German World War II flying ace (1914–1945)

Herbert Bareuther (29 July 1914 – 30 April 1945) was a World War II fighter ace from Nazi Germany. Bareuther was credited with having shot down a total of 55 enemy aircraft. All the victories he achieved were recorded over the Eastern Front.

==Service==
Bareuther was born on 29 July 1914 at Asch in Egerland. In early 1939, he joined the Luftwaffe and was posted to Jagdgeschwader 51 (JG 51) in spring 1941 as Unteroffizier. He achieved his first victory over the Eastern Front on 22 June after he shot down a Soviet bomber Ilyushin DB-3. By the end of 1941 he had shot down a total of nine enemy aircraft. He then become involved in flying close air support missions. Bareuther also undertook a lengthy period of fighter pilot instructing. He was promoted to the rank of Leutnant in summer 1944. By the middle of August 1944, he had 44 victories to his credit. But he was shot down over Warsaw in an aerial combat. Bareuther bailed out injured but was captured by partisan forces. Later he was freed by German troops.

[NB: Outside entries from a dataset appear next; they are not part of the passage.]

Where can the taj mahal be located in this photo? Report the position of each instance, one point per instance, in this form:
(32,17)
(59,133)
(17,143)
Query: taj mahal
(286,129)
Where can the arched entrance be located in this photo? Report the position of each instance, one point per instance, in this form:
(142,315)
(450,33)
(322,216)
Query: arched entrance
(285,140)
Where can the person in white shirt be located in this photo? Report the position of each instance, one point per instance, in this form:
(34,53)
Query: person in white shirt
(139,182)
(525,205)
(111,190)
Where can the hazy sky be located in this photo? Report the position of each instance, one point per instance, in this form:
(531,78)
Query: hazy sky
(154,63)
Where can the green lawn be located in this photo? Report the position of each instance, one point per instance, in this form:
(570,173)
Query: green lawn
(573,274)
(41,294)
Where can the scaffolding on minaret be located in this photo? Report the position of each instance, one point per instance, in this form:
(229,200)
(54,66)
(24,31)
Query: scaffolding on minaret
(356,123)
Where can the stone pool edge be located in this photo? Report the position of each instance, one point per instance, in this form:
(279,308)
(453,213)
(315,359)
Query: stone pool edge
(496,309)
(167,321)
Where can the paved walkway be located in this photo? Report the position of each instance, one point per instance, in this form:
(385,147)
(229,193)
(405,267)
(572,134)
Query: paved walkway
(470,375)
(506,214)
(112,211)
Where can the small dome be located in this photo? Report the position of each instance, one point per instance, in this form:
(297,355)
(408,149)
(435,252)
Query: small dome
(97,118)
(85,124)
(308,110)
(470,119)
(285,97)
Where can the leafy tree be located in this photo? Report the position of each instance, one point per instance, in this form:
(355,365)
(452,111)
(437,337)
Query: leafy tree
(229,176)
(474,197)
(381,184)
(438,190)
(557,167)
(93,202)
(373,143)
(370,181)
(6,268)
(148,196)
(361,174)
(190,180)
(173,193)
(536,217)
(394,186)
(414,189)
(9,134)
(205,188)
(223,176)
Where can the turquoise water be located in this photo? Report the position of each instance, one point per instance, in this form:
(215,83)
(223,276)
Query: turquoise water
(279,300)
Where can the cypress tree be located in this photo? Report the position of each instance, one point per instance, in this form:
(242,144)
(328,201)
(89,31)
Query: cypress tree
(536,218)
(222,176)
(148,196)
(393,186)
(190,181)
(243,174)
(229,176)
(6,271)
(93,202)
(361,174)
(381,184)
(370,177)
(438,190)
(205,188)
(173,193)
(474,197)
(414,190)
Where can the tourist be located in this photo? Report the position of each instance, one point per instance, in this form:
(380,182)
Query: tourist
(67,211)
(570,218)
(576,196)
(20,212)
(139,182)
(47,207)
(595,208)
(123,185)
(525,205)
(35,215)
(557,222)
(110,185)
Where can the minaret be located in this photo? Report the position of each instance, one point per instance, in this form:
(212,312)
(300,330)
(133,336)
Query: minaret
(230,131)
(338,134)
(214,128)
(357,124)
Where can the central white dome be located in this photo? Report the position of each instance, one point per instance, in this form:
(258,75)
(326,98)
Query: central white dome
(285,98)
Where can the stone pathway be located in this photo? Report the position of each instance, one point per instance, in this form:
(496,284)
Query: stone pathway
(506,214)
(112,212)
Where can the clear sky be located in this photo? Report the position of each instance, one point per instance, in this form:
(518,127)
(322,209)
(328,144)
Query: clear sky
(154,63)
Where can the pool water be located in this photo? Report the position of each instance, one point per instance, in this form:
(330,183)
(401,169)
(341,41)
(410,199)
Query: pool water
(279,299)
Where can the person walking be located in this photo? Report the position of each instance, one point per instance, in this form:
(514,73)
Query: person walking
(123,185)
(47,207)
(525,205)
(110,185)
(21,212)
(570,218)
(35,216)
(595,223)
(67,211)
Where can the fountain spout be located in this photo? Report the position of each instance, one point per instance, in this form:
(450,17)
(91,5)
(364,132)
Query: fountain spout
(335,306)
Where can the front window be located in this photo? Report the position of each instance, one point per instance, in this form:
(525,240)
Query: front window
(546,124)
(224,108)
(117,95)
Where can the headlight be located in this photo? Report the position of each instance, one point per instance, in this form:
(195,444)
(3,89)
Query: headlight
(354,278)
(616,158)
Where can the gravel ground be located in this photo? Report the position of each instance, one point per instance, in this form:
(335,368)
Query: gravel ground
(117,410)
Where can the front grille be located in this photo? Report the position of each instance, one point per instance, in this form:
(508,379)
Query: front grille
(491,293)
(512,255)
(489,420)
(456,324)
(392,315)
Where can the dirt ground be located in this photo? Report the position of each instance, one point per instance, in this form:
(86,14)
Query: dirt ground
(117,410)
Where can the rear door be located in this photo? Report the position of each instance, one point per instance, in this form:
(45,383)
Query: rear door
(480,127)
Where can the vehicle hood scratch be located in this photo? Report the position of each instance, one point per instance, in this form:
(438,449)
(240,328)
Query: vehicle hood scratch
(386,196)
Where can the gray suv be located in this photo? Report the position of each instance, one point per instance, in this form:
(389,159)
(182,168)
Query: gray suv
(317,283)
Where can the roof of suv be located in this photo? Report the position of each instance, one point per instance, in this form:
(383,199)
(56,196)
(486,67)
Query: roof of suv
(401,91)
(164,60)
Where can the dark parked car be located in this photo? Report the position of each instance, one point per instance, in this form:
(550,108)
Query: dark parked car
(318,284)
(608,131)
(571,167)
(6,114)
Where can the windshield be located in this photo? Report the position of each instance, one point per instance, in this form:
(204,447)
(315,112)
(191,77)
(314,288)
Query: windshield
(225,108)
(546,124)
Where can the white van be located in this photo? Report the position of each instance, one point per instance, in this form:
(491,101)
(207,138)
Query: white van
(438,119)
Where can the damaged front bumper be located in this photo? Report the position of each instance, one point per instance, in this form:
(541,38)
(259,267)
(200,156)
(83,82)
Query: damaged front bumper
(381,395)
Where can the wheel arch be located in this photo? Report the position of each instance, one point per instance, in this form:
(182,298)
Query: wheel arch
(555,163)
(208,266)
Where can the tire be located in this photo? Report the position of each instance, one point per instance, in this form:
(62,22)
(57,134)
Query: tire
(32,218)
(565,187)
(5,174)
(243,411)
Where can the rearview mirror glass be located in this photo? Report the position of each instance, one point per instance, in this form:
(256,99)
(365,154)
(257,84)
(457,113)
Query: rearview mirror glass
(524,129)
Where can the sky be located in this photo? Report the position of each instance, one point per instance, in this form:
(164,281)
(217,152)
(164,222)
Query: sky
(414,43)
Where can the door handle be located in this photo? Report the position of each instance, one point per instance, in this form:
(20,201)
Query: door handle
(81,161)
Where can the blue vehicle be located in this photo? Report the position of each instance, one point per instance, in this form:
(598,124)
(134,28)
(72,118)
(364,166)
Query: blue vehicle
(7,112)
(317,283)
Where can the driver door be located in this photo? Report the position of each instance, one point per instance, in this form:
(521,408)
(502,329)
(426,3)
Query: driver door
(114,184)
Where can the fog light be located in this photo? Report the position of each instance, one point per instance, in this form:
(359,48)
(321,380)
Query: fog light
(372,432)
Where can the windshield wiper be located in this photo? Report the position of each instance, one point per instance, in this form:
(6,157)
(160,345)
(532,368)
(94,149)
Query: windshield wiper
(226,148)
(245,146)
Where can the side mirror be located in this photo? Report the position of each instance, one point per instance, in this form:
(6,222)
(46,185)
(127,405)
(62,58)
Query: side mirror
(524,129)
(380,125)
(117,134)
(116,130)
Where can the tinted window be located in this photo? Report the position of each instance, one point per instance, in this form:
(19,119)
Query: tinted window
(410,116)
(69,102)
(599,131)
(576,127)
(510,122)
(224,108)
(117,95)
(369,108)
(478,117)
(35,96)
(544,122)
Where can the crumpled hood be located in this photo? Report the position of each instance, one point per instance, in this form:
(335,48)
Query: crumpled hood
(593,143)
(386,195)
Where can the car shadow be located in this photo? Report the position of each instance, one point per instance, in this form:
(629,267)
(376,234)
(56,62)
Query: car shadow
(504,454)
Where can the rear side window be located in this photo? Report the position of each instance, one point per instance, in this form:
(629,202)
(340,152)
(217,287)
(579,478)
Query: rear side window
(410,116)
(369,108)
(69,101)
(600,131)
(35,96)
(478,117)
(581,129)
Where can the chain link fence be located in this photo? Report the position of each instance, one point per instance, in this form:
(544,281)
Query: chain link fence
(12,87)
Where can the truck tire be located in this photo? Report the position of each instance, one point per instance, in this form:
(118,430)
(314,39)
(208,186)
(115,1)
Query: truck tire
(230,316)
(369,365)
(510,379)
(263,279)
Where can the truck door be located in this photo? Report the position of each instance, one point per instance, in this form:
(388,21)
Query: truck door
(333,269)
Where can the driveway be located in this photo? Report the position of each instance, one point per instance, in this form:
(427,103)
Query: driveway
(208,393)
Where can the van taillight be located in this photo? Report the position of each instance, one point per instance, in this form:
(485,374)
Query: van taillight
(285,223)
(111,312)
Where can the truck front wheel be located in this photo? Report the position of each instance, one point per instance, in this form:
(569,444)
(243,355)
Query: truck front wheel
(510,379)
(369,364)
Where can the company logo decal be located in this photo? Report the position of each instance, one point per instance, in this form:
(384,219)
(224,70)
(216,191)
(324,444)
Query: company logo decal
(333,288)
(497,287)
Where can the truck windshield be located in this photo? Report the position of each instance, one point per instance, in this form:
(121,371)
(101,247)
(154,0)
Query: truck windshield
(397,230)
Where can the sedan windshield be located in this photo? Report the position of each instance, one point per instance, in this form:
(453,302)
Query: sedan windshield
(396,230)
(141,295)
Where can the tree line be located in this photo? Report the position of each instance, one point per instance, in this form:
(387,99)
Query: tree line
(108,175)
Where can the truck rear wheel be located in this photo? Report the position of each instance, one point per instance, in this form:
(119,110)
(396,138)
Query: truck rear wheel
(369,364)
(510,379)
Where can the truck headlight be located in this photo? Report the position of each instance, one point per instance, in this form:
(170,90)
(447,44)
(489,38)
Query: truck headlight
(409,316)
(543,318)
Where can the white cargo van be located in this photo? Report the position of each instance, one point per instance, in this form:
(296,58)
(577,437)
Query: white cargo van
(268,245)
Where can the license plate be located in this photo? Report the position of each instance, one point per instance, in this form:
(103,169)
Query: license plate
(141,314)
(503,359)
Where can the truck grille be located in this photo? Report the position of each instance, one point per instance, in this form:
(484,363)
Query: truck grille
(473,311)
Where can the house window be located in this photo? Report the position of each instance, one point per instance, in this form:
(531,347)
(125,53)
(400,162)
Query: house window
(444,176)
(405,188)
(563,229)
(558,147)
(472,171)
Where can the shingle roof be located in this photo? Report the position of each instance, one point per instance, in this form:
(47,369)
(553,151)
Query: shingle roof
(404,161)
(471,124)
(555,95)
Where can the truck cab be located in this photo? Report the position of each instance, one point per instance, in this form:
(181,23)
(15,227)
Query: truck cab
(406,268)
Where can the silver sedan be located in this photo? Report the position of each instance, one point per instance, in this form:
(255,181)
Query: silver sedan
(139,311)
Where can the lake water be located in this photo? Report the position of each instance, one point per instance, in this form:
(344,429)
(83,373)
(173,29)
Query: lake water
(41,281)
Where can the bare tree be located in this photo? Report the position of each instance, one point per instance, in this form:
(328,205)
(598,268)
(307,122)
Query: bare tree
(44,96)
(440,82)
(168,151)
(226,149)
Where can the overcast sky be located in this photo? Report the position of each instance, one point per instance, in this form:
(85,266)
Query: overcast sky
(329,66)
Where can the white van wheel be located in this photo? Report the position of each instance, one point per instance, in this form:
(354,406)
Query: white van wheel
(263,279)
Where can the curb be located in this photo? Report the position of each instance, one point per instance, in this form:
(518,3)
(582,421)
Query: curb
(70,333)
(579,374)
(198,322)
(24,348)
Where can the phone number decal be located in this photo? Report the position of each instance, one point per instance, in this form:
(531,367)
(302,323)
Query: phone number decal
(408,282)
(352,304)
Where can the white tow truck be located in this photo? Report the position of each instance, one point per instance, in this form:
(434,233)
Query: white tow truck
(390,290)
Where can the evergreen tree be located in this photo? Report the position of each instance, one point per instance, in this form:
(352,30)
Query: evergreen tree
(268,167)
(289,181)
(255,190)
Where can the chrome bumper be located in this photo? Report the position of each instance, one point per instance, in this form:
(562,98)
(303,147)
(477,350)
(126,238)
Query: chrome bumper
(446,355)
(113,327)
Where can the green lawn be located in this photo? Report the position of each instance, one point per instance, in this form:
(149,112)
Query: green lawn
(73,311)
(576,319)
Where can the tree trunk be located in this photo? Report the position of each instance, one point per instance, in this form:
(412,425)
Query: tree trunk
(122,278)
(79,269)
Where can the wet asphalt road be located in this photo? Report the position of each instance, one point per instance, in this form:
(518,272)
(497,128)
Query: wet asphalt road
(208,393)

In February 1945, Bareuther returned to combat duty in Luftwaffe and served with the IV./JG 3 based on the Eastern Front. While serving with this unit, he achieved his last eleven victories. On 2 April, Bareuther was appointed Staffelkapitän (squadron leader) of 14. Sturmstaffel of JG 3. He succeeded Leutnant Willy Unger who was transferred.

==Death==
On 30 April 1945, Bareuther was hit by Russian flak undertaking a ground support mission in the Pasewalk area. His aircraft hit a tree and he was killed in the subsequent crash. Bareuther was awarded the Ritterkreuz on 5 May 1945.

==Summary of career==
===Aerial victory claims===
According to US historian David T. Zabecki, Bareuther was credited with 55 aerial victories.

===Awards===
Herbert Bareuther received a total of three awards:
- Ehrenpokal der Luftwaffe awarded on 15 February 1943
- German Cross in Gold awarded on 5 February 1944 as Oberfeldwebel in the 3./Jagdgeschwader 51
Herbert Bareuther is listed as a recipient of the Knight's Cross of the Iron Cross in Ernst Obermaier's book Die Ritterkreuzträger der Luftwaffe Jagdflieger 1939 - 1945. However he is not listed in Walther-Peer Fellgiebel's work Die Träger des Ritterkreuzes des Eisernen Kreuzes 1939–1945 nor in Veit Scherzer's book Die Ritterkreuzträger 1939–1945 Die Inhaber des Ritterkreuzes des Eisernen Kreuzes 1939 von Heer, Luftwaffe, Kriegsmarine, Waffen-SS, Volkssturm sowie mit Deutschland verbündeter Streitkräfte nach den Unterlagen des Bundesarchives.